HLD · Architecture
Microservices Architecture
Decompose a system into independently deployable services with clear boundaries.
1. Monolith vs microservices
| Monolith | Microservices |
|---|---|
| Single codebase & deploy | Many services, independent deploy |
| Simple debugging, shared DB | Team autonomy, polyglot stacks |
| Scale entire app together | Scale hot services only |
| Good for early stage / small teams | Good for large orgs with clear domains |
Interview line: "Start monolith; extract services when team or scaling pain justifies operational cost."
2. Domain-driven service boundaries
Split by business capability, not technical layer.
- User Service — auth, profiles
- Order Service — checkout, order state
- Payment Service — charges, refunds
- Notification Service — email, push
Bad split: "Database service" + "API service" — creates chatty coupling.
3. Communication patterns
Synchronous (HTTP/gRPC)
Order service calls Payment service and waits. Simple mental model; cascading failures if Payment is down.
Mitigation: Timeouts, retries (idempotent ops only), circuit breaker.
Asynchronous (message queue)
Order placed → event to queue → Notification sends email. Loose coupling; harder to trace.
4. Circuit breaker pattern
States: Closed (normal) → Open (fail fast after N errors) → Half-open (trial request).
Example: Recommendation service down — product page loads without recommendations instead of hanging 30s.
5. Data ownership
Each service owns its database. No shared tables across services — access via API/events only.
Example violation: Order service直接 JOINs users table in Payment DB — creates tight coupling.
6. Distributed tracing & observability
One user request spans 5 services. Use correlation ID (trace ID) in headers; tools: Jaeger, Zipkin, OpenTelemetry.
7. Example: Netflix-style decomposition
- Monolith streaming app → extract billing, encoding, recommendations
- Encoding pipeline async via queue (heavy GPU workers)
- API gateway + BFF (backend-for-frontend) per client (TV vs mobile)

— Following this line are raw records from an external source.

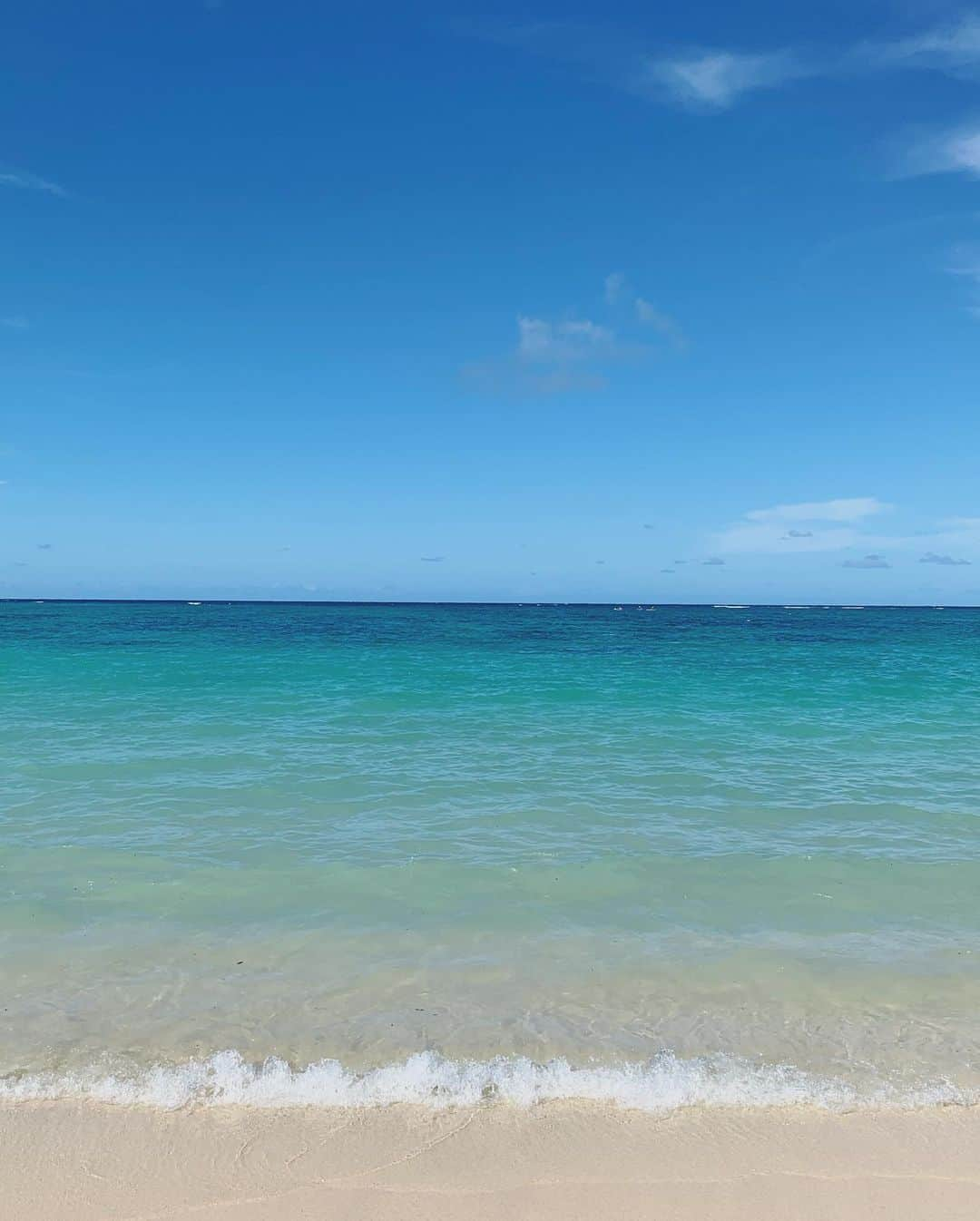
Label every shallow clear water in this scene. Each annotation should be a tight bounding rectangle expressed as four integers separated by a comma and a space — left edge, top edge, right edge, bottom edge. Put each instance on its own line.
0, 602, 980, 1100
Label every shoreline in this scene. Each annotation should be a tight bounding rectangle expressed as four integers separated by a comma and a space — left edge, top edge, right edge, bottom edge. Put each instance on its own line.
7, 1101, 980, 1221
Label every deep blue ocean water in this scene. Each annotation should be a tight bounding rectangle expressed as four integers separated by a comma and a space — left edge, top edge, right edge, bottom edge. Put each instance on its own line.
0, 602, 980, 1105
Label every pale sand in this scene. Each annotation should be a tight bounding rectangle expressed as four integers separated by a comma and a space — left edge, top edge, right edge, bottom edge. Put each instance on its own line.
0, 1102, 980, 1221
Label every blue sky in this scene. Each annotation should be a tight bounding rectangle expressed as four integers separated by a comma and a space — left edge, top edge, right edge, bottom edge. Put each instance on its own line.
0, 0, 980, 604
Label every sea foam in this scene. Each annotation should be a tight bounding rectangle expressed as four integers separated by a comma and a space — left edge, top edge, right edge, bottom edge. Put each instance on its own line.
0, 1051, 980, 1111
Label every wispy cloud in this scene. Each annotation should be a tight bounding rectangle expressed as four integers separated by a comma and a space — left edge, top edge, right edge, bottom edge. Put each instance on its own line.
633, 297, 688, 352
517, 317, 614, 364
850, 14, 980, 75
0, 167, 67, 197
456, 12, 980, 122
713, 495, 889, 554
892, 117, 980, 179
603, 271, 630, 306
642, 50, 813, 110
463, 272, 685, 395
745, 495, 891, 522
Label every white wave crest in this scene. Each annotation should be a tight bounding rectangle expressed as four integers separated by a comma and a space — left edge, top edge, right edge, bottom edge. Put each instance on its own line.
0, 1051, 980, 1111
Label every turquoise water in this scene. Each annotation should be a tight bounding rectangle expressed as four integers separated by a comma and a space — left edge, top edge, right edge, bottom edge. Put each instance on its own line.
0, 602, 980, 1102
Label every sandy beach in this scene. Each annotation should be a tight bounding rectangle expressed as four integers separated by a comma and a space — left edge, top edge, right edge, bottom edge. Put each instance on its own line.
0, 1102, 980, 1221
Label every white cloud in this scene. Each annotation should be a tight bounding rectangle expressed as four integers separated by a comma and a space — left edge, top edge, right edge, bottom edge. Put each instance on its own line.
713, 495, 889, 555
895, 120, 980, 179
745, 495, 891, 522
517, 317, 614, 364
462, 271, 687, 395
644, 50, 810, 110
0, 170, 67, 195
605, 271, 627, 306
853, 14, 980, 74
633, 297, 687, 350
840, 554, 892, 568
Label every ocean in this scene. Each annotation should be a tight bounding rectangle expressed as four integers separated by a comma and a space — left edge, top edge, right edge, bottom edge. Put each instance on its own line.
0, 602, 980, 1110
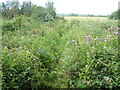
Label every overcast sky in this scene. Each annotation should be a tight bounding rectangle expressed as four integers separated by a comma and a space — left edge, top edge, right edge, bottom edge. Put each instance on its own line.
0, 0, 119, 15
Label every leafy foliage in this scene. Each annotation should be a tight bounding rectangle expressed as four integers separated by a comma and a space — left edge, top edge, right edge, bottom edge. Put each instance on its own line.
2, 17, 120, 89
108, 9, 120, 20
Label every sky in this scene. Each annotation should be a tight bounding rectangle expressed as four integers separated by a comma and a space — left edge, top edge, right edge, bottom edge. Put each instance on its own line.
0, 0, 119, 15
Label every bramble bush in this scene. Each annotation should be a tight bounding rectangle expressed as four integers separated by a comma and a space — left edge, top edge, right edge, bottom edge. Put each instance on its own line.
2, 19, 120, 89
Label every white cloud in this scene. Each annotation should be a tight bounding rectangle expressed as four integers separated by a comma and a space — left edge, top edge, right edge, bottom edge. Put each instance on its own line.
1, 0, 119, 15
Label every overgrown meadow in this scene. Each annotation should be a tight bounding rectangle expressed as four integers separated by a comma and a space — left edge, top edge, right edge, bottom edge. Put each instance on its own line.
2, 16, 120, 88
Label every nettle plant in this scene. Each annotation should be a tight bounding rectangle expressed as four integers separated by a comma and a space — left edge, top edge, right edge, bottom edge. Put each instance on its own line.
2, 19, 120, 88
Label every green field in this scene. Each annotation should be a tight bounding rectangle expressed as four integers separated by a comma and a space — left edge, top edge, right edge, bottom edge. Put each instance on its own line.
2, 16, 120, 88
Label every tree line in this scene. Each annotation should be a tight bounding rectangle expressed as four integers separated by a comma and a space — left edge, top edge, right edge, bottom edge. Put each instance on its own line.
0, 0, 56, 21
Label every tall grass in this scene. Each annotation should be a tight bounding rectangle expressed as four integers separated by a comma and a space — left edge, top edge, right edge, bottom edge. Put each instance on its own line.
2, 18, 120, 88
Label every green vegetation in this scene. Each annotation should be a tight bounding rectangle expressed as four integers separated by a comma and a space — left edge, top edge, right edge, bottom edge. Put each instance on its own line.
0, 2, 120, 89
108, 9, 120, 20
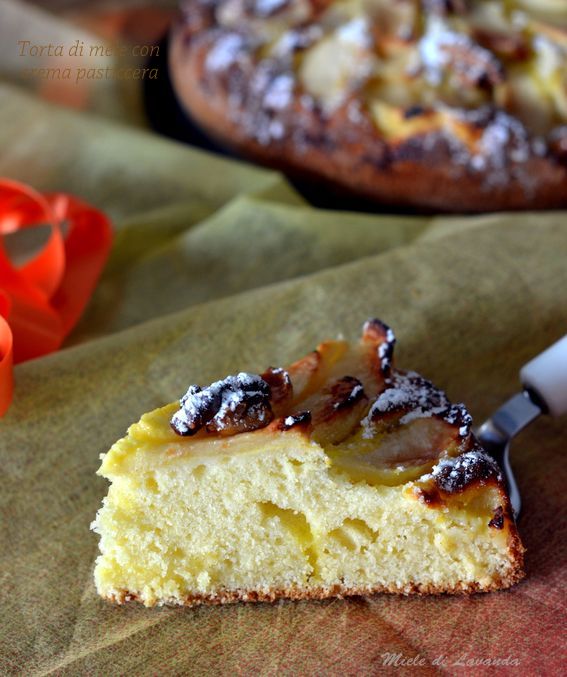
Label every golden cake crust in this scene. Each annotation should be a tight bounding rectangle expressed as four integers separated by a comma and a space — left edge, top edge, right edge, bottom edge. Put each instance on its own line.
169, 0, 567, 212
105, 548, 525, 607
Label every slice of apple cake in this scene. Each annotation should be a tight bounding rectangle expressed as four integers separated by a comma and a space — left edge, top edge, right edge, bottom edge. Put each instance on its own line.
93, 320, 523, 606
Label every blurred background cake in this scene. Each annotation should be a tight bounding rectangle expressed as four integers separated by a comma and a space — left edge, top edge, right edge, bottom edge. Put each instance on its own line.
165, 0, 567, 211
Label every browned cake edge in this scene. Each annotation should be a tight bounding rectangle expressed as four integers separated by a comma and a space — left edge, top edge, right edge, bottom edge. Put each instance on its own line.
103, 523, 525, 607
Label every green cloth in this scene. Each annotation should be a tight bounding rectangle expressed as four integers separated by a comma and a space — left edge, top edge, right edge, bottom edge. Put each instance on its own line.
0, 41, 567, 675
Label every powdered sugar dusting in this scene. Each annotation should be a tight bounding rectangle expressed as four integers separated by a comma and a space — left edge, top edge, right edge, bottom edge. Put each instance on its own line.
171, 372, 273, 436
430, 448, 502, 493
361, 371, 472, 439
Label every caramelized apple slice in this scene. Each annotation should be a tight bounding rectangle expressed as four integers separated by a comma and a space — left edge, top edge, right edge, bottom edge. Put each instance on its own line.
327, 372, 472, 485
306, 376, 368, 446
287, 341, 348, 406
260, 367, 293, 416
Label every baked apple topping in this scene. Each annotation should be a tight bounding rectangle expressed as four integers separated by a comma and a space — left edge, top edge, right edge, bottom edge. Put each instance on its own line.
171, 319, 474, 486
181, 0, 567, 193
171, 372, 274, 436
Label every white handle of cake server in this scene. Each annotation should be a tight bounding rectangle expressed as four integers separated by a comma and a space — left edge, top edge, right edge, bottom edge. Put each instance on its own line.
520, 335, 567, 416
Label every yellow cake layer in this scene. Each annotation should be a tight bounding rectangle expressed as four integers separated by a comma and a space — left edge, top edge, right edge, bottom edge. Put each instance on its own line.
94, 404, 513, 605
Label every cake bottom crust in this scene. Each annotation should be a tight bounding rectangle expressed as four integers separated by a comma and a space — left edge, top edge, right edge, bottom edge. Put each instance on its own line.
104, 561, 525, 607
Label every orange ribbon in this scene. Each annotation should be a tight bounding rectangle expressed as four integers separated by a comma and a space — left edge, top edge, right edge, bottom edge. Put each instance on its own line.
0, 179, 112, 416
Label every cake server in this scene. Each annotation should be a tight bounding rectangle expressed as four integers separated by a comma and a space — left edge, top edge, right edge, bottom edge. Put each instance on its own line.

- Each team owns SLA for their service
8. Challenges (say these in interviews)
- Network latency & partial failures
- Distributed transactions → sagas (see Saga note)
- DevOps overhead: CI/CD per service, K8s, service mesh
- Testing integration across services
Quick revision
- Split by domain, not by layer; each service owns its data.
- Sync: HTTP/gRPC + timeout + circuit breaker.
- Async: Events/queues for decoupling.
- Don't microservice too early — operational tax is real.
- Observability: Trace IDs across services mandatory.